Huh? Maybe you could run that by us again, Moe.

~v~~
From: Lester Zick on
On Mon, 30 Oct 2006 21:34:52 -0500, David Marcus
<DavidMarcus(a)alumdotmit.edu> wrote:

>MoeBlee wrote:
>> Tony Orlow wrote:
>> > stephen(a)nomail.com wrote:
>>
>> > > The point is, there are different types of numbers, and statements
>> > > that are true of one type of number need not be true of other
>> > > types of numbers.
>>
>> > Well, then, you must be of the opinion that set theory is NOT the
>> > foundation for all mathematics, but only some particular system of
>> > numbers and ideas: a theory. That's good.
>>
>> Whether he thinks set theory is or is not a foundation, it doesn't
>> follow that he should not think it is a foundation simply because there
>> are different kinds of numbers.
>
>It certainly appears that Tony doesn't know what the word "foundation"
>means in this context.

Nor does it appear that you know what words mean in combination.

~v~~
From: Virgil on
In article <1162276209.968986.110750(a)f16g2000cwb.googlegroups.com>,
imaginatorium(a)despammed.com wrote:

> Virgil wrote:
> > In article <1162268163.368326.64650(a)m73g2000cwd.googlegroups.com>,
> > imaginatorium(a)despammed.com wrote:
> >
> > > Virgil wrote:
> > > > In article <45462ba0(a)news2.lightlink.com>,
> > > > Tony Orlow <tony(a)lightlink.com> wrote:
> > > >
> > > > > stephen(a)nomail.com wrote:
> > > > > > Tony Orlow <tony(a)lightlink.com> wrote:
> > > > > >> stephen(a)nomail.com wrote:
> > > > > >>> Tony Orlow <tony(a)lightlink.com> wrote:
> > > > > >>>> stephen(a)nomail.com wrote:
> > >
> > > <snipola>
> > >
> > > > > >> OH. So, sets don't have sizes which are numbers, at least at
> > > > > >> particular
> > > > > >> moments.
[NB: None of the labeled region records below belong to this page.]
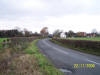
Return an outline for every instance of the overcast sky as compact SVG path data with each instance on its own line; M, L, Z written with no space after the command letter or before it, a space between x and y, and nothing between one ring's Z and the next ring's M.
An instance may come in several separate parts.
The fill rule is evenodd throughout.
M0 29L100 31L100 0L0 0Z

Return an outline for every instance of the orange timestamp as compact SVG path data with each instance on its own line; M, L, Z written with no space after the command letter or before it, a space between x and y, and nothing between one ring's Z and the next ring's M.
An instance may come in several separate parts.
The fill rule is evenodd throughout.
M74 68L95 68L95 64L74 64Z

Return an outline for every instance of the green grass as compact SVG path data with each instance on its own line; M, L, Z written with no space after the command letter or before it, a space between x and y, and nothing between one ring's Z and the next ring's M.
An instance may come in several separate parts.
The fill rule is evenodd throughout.
M38 61L38 66L43 75L64 75L58 69L56 69L51 62L39 52L38 47L36 46L38 40L35 40L31 43L29 48L26 49L26 53L33 54Z
M100 37L92 37L92 38L88 38L88 37L76 37L76 38L68 38L71 40L91 40L91 41L100 41Z
M0 38L0 48L2 48L2 42L3 42L4 40L7 40L7 38Z
M4 40L7 40L7 38L0 38L0 43L3 42Z
M96 51L93 51L93 50L90 50L90 49L86 49L86 48L75 48L75 47L72 47L70 45L65 45L65 44L62 44L56 40L53 40L51 39L50 40L51 42L55 43L55 44L58 44L60 46L63 46L65 48L70 48L70 49L73 49L73 50L77 50L77 51L80 51L80 52L84 52L84 53L88 53L88 54L93 54L93 55L97 55L97 56L100 56L100 53L99 52L96 52Z

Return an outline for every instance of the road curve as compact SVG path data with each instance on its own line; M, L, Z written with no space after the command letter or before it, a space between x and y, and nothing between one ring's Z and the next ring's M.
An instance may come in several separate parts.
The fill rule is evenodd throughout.
M65 75L100 75L100 57L64 48L49 41L39 40L40 51ZM95 64L95 68L74 68L74 64Z

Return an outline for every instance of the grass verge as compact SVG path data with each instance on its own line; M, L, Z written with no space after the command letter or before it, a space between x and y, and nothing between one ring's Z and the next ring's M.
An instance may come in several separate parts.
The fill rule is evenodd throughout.
M50 61L39 52L38 47L36 46L38 40L35 40L31 45L26 49L26 53L33 54L37 59L38 66L43 75L64 75L58 69L56 69Z
M75 48L75 47L72 47L72 46L68 46L68 45L64 45L56 40L53 40L53 39L50 39L51 42L55 43L55 44L58 44L60 46L63 46L65 48L71 48L73 50L77 50L77 51L80 51L80 52L84 52L84 53L88 53L88 54L93 54L93 55L96 55L96 56L100 56L100 53L99 52L95 52L93 50L90 50L90 49L84 49L84 48Z

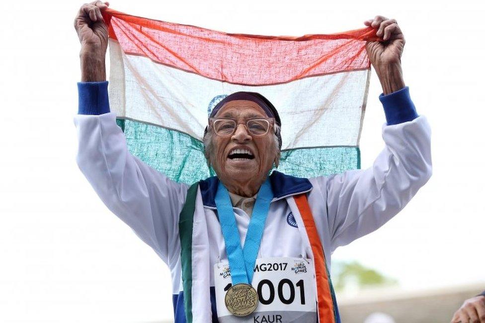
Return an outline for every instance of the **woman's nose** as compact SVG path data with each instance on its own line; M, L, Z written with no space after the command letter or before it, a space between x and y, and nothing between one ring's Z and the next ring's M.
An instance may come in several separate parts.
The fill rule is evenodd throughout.
M236 127L236 131L233 135L233 138L240 141L245 141L250 140L252 137L248 133L246 126L242 123L240 123Z

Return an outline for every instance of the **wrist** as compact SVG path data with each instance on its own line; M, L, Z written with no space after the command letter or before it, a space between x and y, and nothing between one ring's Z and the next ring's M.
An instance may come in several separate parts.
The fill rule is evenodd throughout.
M81 81L101 82L106 81L106 52L81 50Z
M401 64L391 64L381 67L375 67L375 69L381 82L384 95L396 92L405 86Z

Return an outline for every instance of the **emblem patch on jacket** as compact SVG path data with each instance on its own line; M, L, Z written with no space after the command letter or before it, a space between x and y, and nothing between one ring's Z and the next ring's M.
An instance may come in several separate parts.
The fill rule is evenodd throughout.
M292 212L288 213L288 216L286 217L286 222L293 228L298 227L298 226L296 224L296 220L295 220L295 216L293 215Z

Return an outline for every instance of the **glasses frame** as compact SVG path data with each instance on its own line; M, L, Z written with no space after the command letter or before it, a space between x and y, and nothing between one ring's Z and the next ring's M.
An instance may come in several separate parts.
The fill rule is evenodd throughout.
M216 121L220 120L230 120L236 122L236 127L234 127L234 130L233 130L233 132L229 135L220 135L218 133L217 133L217 131L216 130L215 124ZM266 130L266 132L265 132L264 134L262 135L255 135L253 134L252 132L251 132L249 131L249 128L247 126L247 123L249 121L251 121L253 120L263 120L267 121L269 123L268 130ZM232 136L236 133L236 131L238 129L238 126L239 126L240 124L241 124L244 125L244 126L246 128L246 131L247 132L247 133L249 134L251 136L254 136L254 137L262 137L263 136L266 136L267 134L268 134L268 133L269 132L270 129L272 128L273 130L274 129L274 118L268 117L268 118L249 118L249 119L234 119L233 118L216 118L213 117L212 118L209 118L209 122L210 125L212 126L212 129L214 130L214 133L216 134L216 135L217 135L217 136L219 136L219 137L230 137Z

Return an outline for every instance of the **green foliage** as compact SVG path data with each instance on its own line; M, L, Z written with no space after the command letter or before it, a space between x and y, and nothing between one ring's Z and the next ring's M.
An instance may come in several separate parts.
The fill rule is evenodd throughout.
M366 287L396 285L398 281L377 270L365 267L357 261L333 264L332 281L335 290L349 286L362 289Z

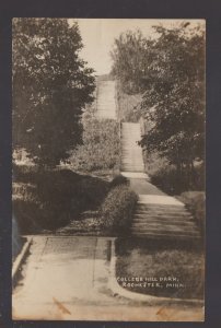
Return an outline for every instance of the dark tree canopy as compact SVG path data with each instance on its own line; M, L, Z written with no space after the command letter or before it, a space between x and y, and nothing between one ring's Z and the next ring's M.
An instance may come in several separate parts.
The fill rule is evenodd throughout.
M152 39L127 33L115 40L112 55L113 72L125 89L142 93L140 116L150 130L141 145L177 167L203 160L205 153L205 33L188 25L155 26Z
M78 24L66 19L13 20L13 147L40 165L59 164L81 142L94 91L82 47Z

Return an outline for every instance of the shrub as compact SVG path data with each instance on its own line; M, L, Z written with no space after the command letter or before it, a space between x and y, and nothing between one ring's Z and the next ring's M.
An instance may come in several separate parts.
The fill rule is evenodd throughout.
M111 181L111 187L113 188L113 187L116 187L116 186L119 186L119 185L128 185L128 184L129 184L128 178L126 178L121 174L118 174Z
M128 186L114 187L100 209L104 227L113 232L126 232L130 226L137 200L137 195Z
M149 173L151 181L170 195L178 195L187 190L203 190L205 173L202 166L195 167L194 176L186 169L178 173L174 165L164 164Z
M83 144L72 151L71 168L80 172L119 168L119 124L114 119L89 116L83 128Z
M97 209L109 190L107 181L69 169L19 168L16 178L13 211L21 233L55 230L78 220L81 212Z
M205 234L206 221L206 207L205 207L205 192L203 191L186 191L179 197L189 211L193 213L197 225L199 226L202 235Z

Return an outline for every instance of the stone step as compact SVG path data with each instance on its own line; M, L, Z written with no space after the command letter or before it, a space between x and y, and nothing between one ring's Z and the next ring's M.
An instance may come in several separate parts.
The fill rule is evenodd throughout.
M146 233L142 233L142 232L137 232L137 233L132 233L132 235L135 237L139 237L139 238L153 238L153 239L201 239L201 236L200 235L197 235L197 236L193 236L193 235L186 235L186 234L173 234L173 235L170 235L167 233L155 233L155 232L146 232Z
M194 221L194 219L189 219L189 218L183 218L183 219L177 219L177 218L171 218L171 216L167 216L167 218L159 218L159 216L152 216L152 215L149 215L149 216L133 216L133 221L132 222L141 222L141 223L148 223L148 222L159 222L159 223L162 223L162 224L166 224L166 222L172 222L172 223L175 223L175 224L196 224L196 222Z
M159 229L159 227L146 227L146 229L138 229L138 227L131 227L132 234L166 234L166 235L186 235L186 236L193 236L197 237L199 236L198 231L184 231L182 229L170 229L170 227L164 227L164 229Z
M186 213L174 213L174 212L151 212L151 211L139 211L137 210L136 213L135 213L135 218L147 218L147 216L150 216L150 218L159 218L159 219L166 219L166 218L171 218L171 219L176 219L177 220L182 220L182 219L189 219L189 220L193 220L194 216L186 212Z
M156 222L156 221L151 221L151 222L137 222L137 221L133 221L132 223L132 229L140 229L140 230L146 230L146 229L159 229L159 230L167 230L167 229L171 229L171 230L174 230L174 231L197 231L197 227L194 223L191 224L188 224L188 223L178 223L176 224L176 222Z
M140 202L137 204L137 209L141 210L147 210L147 211L162 211L165 213L166 212L188 212L188 210L186 209L186 207L179 207L179 206L174 206L174 204L162 204L162 203L144 203L144 202Z

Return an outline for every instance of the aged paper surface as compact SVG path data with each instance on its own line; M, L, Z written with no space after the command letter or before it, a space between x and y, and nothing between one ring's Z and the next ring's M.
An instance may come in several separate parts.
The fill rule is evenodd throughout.
M205 30L13 20L13 319L203 321Z

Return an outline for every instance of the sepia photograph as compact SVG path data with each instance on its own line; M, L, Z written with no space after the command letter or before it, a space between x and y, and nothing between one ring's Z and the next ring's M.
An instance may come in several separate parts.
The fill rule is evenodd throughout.
M203 321L206 20L12 20L12 319Z

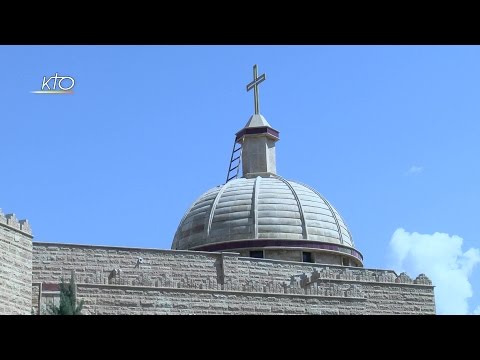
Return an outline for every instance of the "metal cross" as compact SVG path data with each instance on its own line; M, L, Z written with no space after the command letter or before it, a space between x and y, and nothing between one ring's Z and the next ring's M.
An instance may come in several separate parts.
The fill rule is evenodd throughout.
M266 79L265 74L258 76L257 65L253 65L253 81L247 85L247 91L253 89L253 98L255 102L255 114L260 114L260 107L258 105L258 85Z

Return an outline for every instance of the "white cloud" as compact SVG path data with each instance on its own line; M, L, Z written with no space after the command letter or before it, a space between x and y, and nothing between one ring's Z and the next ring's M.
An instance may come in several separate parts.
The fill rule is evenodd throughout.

I see....
> > > > > >
> > > > > > If that is what you meant, then you should have said that.
> > > > > > And technically speaking, sets do not have sizes which are numbers,
> > > > > > unless by "size" you mean cardinality, and by "number" you include
> > > > > > transfinite cardinals.
> > > > >
> > > > > So, cardinality is the only definition of set size which you will
> > > > > consider.....your loss.
> > > >
> > > > It is the only definition of set size that is known to produce a valid
> > > > partial ordering on sets.
> > >
> > > Huh? I thought cardinality produced a valid *total* ordering on sets.
> >
> > The cardinalities are totally ordered, but the sets are not.
> > A total order on sets would require that when neither of two sets was
> > "larger than" the other that they must be the same set, not merely the
> > same size.
>
> Oh, right. But - and I'm not quite sure how to say this, but the
> cardinalities _are_ totally ordered; for any two sets A and B, c(A) <
> c(B), or c(A) = c(B), or c(A) > c(B). If you "reduce" the sets by the
> cardinality equivalence relation, they are totally ordered. The subset
> relation doesn't lead to an equivalence relation, only a partial
> ordering: so there is no s(A) = s(B) unless A=B; but for most pairs of
> sets, the subset relation simply says nothing at all. (Until His
> Master's Voice is heard, telling us something totally arbitrary.)
>
> Anyway, your claim was clearly wrong, since the subset relation
> provides a valid partial ordering on sets.

Since there are sets that the subset relation cannot compare for "size",
since trichotomy does not hold for the subset relation, I do not regard
the subset relation as a valid measure of size in the same sense that
cardinality is, at least assuming the axiom of choice.